2) Another way to accomplish the same goal of equal interval execution is to use WaitForInterval(). A modified version of your code (omitting the unchanged parts) is shown below.

Code: Select all

Private intervalTaskStack(1 to 60) as Byte

sub main()
	Calltask blinkLED1, blinkled1stack
	CallTask IntervalTask, IntervalTaskStack
	Do
	Loop
end sub

Sub IntervalTask()
	Call SetInterval(1.0)  ' set a 1 second interval
	Do
		Dim h as Byte, m as Byte
		Dim sec as Single
		Dim s as string

		WaitForInterval(0)
		Call GetTime(h, m, sec)
		' make string like 00:00:00.0  time
		s=byteToAscii2(h) & ":" & byteToAscii2(m) & ":" & _
		byteToAscii2(cbyte(sec)) & "." & byteToAscii2(cbyte(100.0 * fraction(sec)))
		console.writeline(s)
	Loop
End Sub
- Don Kinzer
stevech
Posts: 715
Joined: 22 February 2006, 20:56 PM

Post by stevech »

Thanks for the kind words.
I (finally, as a noobie) interpreted SetInterval() and WaitForInterval() to say that the interval timer is global to all tasks, i.e., there is not a per-task interval counter.
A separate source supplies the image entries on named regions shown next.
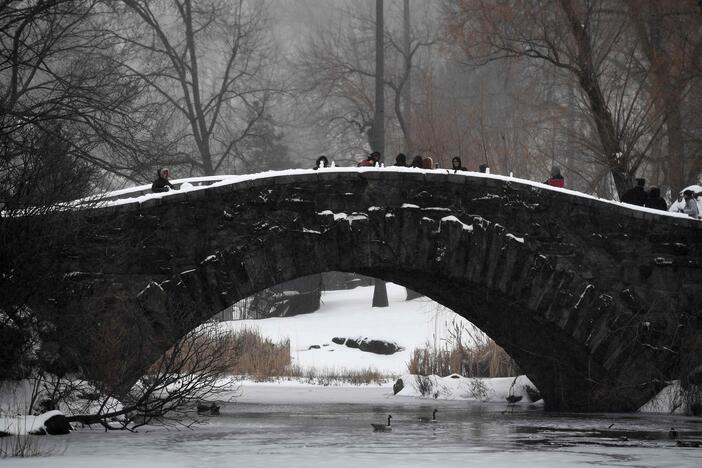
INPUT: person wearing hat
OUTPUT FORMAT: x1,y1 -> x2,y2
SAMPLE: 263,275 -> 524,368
312,155 -> 329,171
395,153 -> 407,167
622,179 -> 648,206
151,167 -> 175,193
644,187 -> 668,211
546,166 -> 565,188
682,190 -> 700,219
451,156 -> 468,172
358,151 -> 380,167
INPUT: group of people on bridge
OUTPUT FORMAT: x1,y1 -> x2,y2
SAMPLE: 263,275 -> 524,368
621,178 -> 702,219
151,151 -> 702,219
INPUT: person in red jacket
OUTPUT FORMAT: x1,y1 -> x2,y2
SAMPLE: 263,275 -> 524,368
546,166 -> 565,188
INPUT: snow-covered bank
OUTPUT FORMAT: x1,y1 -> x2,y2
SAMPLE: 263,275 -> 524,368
228,374 -> 543,407
223,283 -> 483,376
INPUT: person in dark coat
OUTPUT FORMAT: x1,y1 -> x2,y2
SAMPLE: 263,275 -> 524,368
312,155 -> 329,171
395,153 -> 407,167
622,179 -> 648,206
410,155 -> 424,169
545,166 -> 565,188
683,190 -> 700,219
358,151 -> 380,167
644,187 -> 668,211
151,167 -> 175,193
451,156 -> 468,172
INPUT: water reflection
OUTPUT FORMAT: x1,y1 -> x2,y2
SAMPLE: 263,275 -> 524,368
2,401 -> 702,468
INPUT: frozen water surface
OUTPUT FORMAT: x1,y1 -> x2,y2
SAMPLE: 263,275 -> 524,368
0,395 -> 702,468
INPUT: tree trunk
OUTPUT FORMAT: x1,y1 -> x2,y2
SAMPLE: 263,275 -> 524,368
561,0 -> 631,199
402,0 -> 414,154
372,278 -> 389,307
372,0 -> 389,307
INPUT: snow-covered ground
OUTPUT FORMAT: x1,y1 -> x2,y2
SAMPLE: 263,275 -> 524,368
223,283 -> 483,376
78,166 -> 702,218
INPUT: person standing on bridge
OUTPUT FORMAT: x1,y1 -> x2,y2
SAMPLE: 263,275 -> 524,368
395,153 -> 407,167
312,155 -> 329,171
682,190 -> 700,219
451,156 -> 468,172
546,166 -> 565,188
151,167 -> 175,193
644,187 -> 668,211
622,179 -> 648,206
358,151 -> 380,167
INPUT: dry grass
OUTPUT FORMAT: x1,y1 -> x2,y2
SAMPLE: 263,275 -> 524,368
289,367 -> 388,385
190,328 -> 388,385
407,340 -> 519,377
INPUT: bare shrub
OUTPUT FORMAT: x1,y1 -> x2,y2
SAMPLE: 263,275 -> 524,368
407,345 -> 452,376
227,328 -> 290,380
407,339 -> 519,377
288,366 -> 387,386
461,340 -> 520,377
466,378 -> 488,401
415,374 -> 438,398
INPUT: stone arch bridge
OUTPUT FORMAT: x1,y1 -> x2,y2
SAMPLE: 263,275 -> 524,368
37,168 -> 702,411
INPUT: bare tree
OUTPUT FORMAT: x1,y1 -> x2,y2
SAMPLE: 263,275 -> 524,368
112,0 -> 279,175
626,0 -> 702,189
0,0 -> 164,186
448,0 -> 656,195
61,321 -> 238,430
297,3 -> 436,161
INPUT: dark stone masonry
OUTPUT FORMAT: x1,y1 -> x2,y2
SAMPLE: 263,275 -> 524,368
38,169 -> 702,411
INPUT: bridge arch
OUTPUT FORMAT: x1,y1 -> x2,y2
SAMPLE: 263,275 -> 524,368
52,168 -> 702,411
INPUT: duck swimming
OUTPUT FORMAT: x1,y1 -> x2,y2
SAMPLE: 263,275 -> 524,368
371,414 -> 392,432
419,409 -> 438,422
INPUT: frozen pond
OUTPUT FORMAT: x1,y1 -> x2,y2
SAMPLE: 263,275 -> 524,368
0,384 -> 702,468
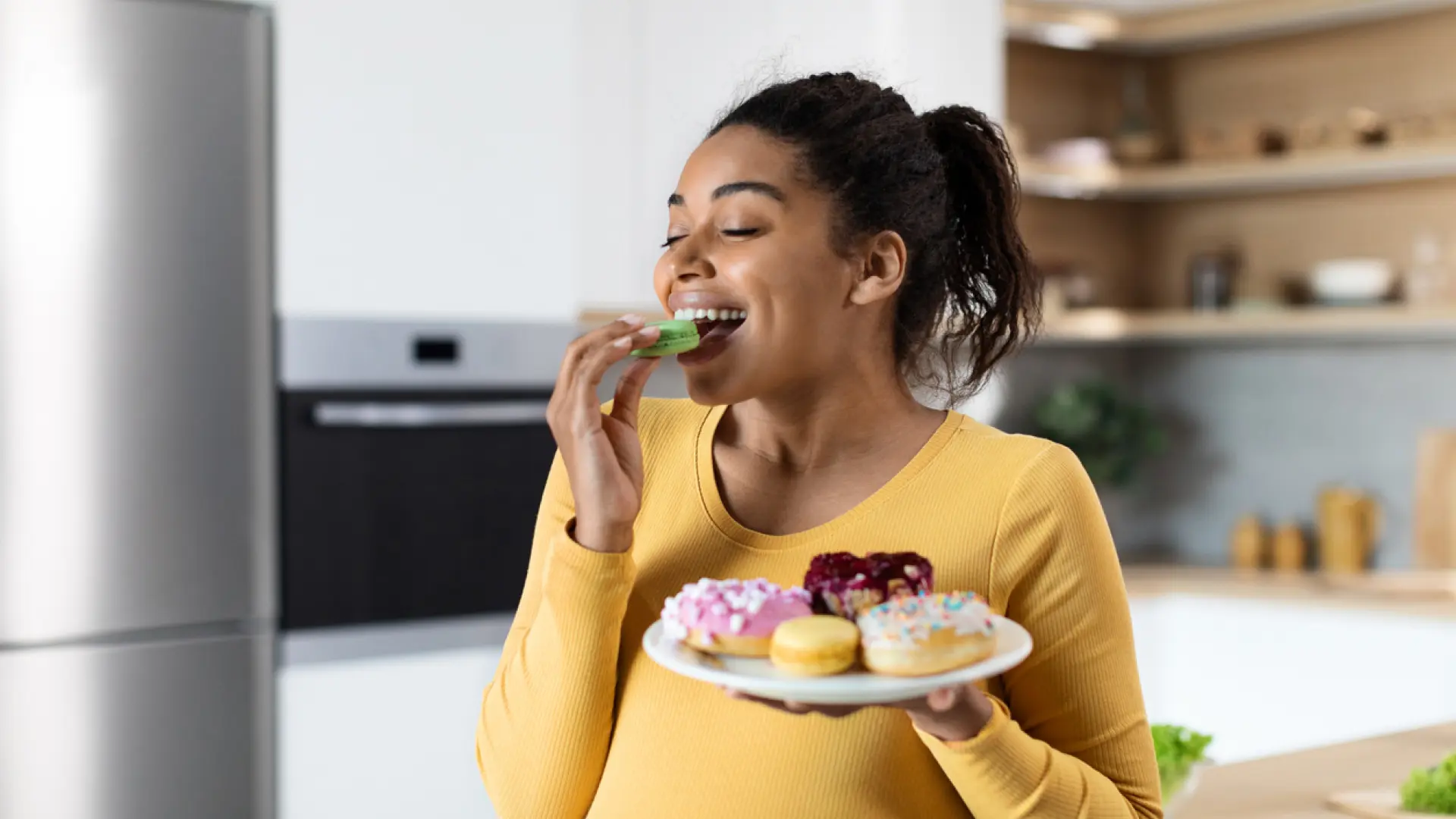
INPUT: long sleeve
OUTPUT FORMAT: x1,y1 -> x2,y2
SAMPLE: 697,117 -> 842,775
921,446 -> 1162,819
475,453 -> 636,819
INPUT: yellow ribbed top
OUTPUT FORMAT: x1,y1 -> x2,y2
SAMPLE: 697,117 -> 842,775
476,400 -> 1160,819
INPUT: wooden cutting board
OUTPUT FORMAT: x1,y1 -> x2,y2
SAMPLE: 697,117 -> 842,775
1415,430 -> 1456,568
1329,789 -> 1431,819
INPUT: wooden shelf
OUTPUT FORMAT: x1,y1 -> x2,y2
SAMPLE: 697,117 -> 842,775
1019,144 -> 1456,201
1006,0 -> 1456,52
1037,305 -> 1456,345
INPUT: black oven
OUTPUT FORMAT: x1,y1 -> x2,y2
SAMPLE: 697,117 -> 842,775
280,316 -> 573,629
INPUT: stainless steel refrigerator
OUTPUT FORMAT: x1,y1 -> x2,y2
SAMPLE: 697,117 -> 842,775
0,0 -> 275,819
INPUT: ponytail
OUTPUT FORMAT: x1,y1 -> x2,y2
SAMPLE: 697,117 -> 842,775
899,105 -> 1041,398
709,73 -> 1040,403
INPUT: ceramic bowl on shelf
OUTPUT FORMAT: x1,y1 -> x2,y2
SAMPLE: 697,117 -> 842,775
1309,258 -> 1395,305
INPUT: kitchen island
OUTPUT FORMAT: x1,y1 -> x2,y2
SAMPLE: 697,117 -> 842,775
1171,720 -> 1456,819
1122,566 -> 1456,621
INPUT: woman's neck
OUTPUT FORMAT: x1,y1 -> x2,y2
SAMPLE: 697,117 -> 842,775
718,359 -> 945,472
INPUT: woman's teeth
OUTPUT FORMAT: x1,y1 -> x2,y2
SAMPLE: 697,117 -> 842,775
673,307 -> 748,322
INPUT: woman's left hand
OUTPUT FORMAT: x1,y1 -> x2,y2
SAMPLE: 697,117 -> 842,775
723,685 -> 994,742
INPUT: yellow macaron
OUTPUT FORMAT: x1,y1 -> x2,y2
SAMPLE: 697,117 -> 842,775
769,615 -> 859,676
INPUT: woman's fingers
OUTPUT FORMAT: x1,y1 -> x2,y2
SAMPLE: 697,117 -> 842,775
556,313 -> 645,395
549,315 -> 661,443
611,357 -> 663,430
573,326 -> 661,413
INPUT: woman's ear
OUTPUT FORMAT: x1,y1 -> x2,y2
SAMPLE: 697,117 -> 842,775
849,231 -> 907,305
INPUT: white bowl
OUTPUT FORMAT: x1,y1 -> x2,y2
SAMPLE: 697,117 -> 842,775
1309,259 -> 1395,303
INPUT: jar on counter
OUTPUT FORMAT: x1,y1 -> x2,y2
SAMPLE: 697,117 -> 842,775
1188,249 -> 1241,310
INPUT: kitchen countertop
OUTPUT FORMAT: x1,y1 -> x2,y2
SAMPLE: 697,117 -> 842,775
1122,566 -> 1456,620
1174,716 -> 1456,819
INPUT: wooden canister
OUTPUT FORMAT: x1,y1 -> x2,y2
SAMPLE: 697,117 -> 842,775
1271,523 -> 1309,573
1228,514 -> 1268,571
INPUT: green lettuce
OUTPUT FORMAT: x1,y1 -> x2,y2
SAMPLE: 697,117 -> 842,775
1401,754 -> 1456,816
1153,726 -> 1213,799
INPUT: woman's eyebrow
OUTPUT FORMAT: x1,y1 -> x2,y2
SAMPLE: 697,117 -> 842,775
667,180 -> 788,207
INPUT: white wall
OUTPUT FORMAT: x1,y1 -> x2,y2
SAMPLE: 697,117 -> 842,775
275,0 -> 581,319
274,0 -> 1003,319
278,647 -> 500,819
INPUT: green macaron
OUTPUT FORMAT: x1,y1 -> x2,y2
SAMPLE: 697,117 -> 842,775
632,319 -> 699,359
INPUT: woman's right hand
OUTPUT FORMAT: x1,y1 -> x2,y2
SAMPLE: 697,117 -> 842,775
546,315 -> 660,552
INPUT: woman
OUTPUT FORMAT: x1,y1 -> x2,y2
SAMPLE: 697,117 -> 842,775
476,74 -> 1160,819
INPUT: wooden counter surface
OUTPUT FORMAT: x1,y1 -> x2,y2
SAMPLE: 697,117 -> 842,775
1172,720 -> 1456,819
1122,566 -> 1456,620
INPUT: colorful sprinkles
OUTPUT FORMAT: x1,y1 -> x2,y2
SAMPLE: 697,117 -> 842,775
663,577 -> 810,640
858,592 -> 996,644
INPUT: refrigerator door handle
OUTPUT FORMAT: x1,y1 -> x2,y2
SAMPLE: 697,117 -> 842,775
313,400 -> 546,430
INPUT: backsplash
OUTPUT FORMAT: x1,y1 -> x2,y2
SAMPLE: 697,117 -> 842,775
997,343 -> 1456,567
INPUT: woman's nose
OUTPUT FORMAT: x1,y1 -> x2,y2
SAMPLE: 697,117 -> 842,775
673,234 -> 714,281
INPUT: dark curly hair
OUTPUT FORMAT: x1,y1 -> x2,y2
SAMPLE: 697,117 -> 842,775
709,73 -> 1040,402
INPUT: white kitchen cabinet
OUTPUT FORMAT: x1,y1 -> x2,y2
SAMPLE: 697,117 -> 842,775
278,647 -> 500,819
578,0 -> 1003,307
275,0 -> 576,319
1134,596 -> 1456,762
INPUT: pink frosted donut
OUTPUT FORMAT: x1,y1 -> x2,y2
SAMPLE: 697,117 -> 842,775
663,577 -> 814,657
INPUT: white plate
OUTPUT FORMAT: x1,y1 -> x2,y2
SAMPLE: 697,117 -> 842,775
642,615 -> 1031,705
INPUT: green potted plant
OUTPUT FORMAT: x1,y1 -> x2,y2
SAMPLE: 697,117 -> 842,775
1401,754 -> 1456,816
1152,724 -> 1213,814
1032,381 -> 1168,488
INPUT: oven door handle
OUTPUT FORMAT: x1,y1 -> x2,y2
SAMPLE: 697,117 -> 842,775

So my thinking in my code was to wait for the remainder of the time slot (one second in my example) to expire without a shared-use interval timer amongst all tasks. But I can see other situations where SetInterval as a global timer would be useful.

A nit pick: I might suggest taking a crack at rewording and clarifying the second paragraph if WaitForInterval() - it's kinda obtuse to me. I read these several times thinking the interval timer was per-task, since that's what I'm kind of used to in other OSes.